Norris a choisi une autre formule : une tournée dans tout le pays : "En fin de compte, il était important pour moi de montrer cette pièce dans tous les coins de l'Angleterre. C'est en partie pour cela que nous n'avons pas inclus la voix de Westminster, du gouvernement, de la grande ville, dans l'histoire. Après tout, vous entendez déjà cela à longueur de journée à travers les médias. De nombreux critiques trouvent que c'est un défaut. Ils ont rejeté l'article en partie à cause de cela. Ils n'ont pas entendu leur propre voix. Mais ils sont à Londres. Et c'est un pays différent de l'Angleterre".

Anglais courant

Mais encore une fois, la traduction théâtrale du projet est frappante. En tout cas, quelque chose que tu ne trouverais pas facilement en tant qu'homme de théâtre néerlandais : Tous les acteurs de cette pièce représentent une région et ils parlent aussi avec l'accent de cette région. Pour Norris, c'était une nécessité : "Ma façon de parler vient de bien plus que de la région elle-même. Je viens des West Midlands et quand je parle dans mon propre dialecte, vous pouvez entendre que je ne respire pas par le nez. Cela lui donne un son particulier. Si quelqu'un des West Midlands n'utilise pas son nez, c'est à cause de la culture de la betterave à sucre dans cette région. Ça sent très mauvais, c'est pour ça que la langue sonne comme ça. Et c'est pour cela que tu dois faire entendre cette langue sur une scène.'

C'est plus naturel que le Prononciation reçue ("Common Civilised English") avec lequel les acteurs britanniques sont généralement sur scène. Le public de la région fait confiance aux personnes qui parlent avec leur propre accent.'

Village de pêcheurs

Mais encore une fois : comment transformer cela en un théâtre passionnant ? Quand j'ai commencé à écouter ces 100 heures d'interviews, j'ai d'abord été très déçue. Tout ce que j'ai entendu, ce sont les histoires familières des médias. Des préjugés qui ne concernaient pas ce que les gens avaient vécu eux-mêmes, mais ce qu'ils avaient entendu dans leurs propres médias. Au bout d'un moment, j'ai commencé à prêter attention aux choses auxquelles les gens étaient réellement confrontés. Un pêcheur qui parle des lois sur la pêche. C'était une nouvelle pour les gens de Londres. Un village de pêcheurs qui n'était plus un village de pêcheurs grâce à la législation européenne, mais qui vivait désormais du tourisme. J'aime bien entendre quelqu'un parler de ça, plutôt que de l'immigration, qu'ils ne remarquent pas du tout.
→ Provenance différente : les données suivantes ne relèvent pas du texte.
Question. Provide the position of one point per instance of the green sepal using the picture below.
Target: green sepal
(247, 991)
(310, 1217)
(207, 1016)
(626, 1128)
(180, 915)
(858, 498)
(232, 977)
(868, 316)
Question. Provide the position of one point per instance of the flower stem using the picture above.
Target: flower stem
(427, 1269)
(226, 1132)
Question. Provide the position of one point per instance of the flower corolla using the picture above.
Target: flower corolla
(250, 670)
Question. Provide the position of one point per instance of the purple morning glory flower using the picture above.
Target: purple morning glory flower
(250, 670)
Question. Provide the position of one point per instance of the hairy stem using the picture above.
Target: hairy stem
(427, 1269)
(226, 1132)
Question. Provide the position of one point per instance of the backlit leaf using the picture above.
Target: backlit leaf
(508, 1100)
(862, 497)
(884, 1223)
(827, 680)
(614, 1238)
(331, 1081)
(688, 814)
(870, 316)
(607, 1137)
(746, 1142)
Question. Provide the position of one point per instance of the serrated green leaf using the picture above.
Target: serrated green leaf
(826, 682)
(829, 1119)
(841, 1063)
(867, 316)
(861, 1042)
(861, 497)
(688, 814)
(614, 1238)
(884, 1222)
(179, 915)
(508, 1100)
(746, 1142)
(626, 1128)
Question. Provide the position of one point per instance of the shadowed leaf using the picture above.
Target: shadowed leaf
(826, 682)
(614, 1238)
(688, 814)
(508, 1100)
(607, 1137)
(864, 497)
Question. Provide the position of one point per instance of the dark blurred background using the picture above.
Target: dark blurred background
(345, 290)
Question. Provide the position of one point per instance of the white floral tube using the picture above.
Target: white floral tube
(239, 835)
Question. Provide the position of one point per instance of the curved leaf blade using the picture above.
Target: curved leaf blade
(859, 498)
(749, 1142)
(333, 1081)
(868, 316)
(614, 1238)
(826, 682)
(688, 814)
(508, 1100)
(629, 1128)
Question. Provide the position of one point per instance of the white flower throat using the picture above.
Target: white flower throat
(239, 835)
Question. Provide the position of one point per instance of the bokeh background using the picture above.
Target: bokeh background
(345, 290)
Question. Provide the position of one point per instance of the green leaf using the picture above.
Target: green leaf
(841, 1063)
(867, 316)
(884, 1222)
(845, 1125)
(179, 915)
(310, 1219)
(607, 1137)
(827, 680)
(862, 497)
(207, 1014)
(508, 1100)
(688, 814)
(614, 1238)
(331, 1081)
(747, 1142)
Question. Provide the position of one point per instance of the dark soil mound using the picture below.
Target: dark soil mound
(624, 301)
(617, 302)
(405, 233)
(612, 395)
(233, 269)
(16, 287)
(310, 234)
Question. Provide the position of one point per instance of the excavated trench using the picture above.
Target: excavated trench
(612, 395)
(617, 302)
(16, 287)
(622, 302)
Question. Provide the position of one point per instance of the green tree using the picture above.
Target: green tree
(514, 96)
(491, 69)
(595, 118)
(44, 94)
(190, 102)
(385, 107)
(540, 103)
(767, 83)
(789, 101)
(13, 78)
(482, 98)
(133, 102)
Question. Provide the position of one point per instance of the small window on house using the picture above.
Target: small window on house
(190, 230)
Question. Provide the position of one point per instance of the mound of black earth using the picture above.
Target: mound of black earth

En même temps, une femme de Leicester peut parler beaucoup d'immigration parce qu'en 15 ans, Leicester est passée d'une ville de 15% immigrés à une ville de 52% immigrés. Ce sont des chiffres insensés. Ces erreurs du conseil municipal causent évidemment des problèmes.'

Caricatures

Je dois les tenir en haleine. Hier, par exemple, 'The Northeast' était un peu trop lumineux.
Au final, cela donne une curieuse pièce de théâtre qui parle beaucoup de l'Angleterre, et pourtant, de temps en temps, on a l'impression que ces acteurs londoniens se moquent de leur personnage local. Dans la représentation que j'ai vue, c'est ce qui s'est passé, admet Rufus Norris : "À Londres, le public a tendance à rire de toutes ces personnes locales, et les acteurs peuvent parfois être tentés de jouer sur ces rires. Je dois les garder sur leurs gardes. Hier, par exemple, 'The Northeast' était un peu trop brillante. Elle est devenue un peu trop criarde, trop agressive. Mais le garçon d'Écosse est encore une fois très bien dosé.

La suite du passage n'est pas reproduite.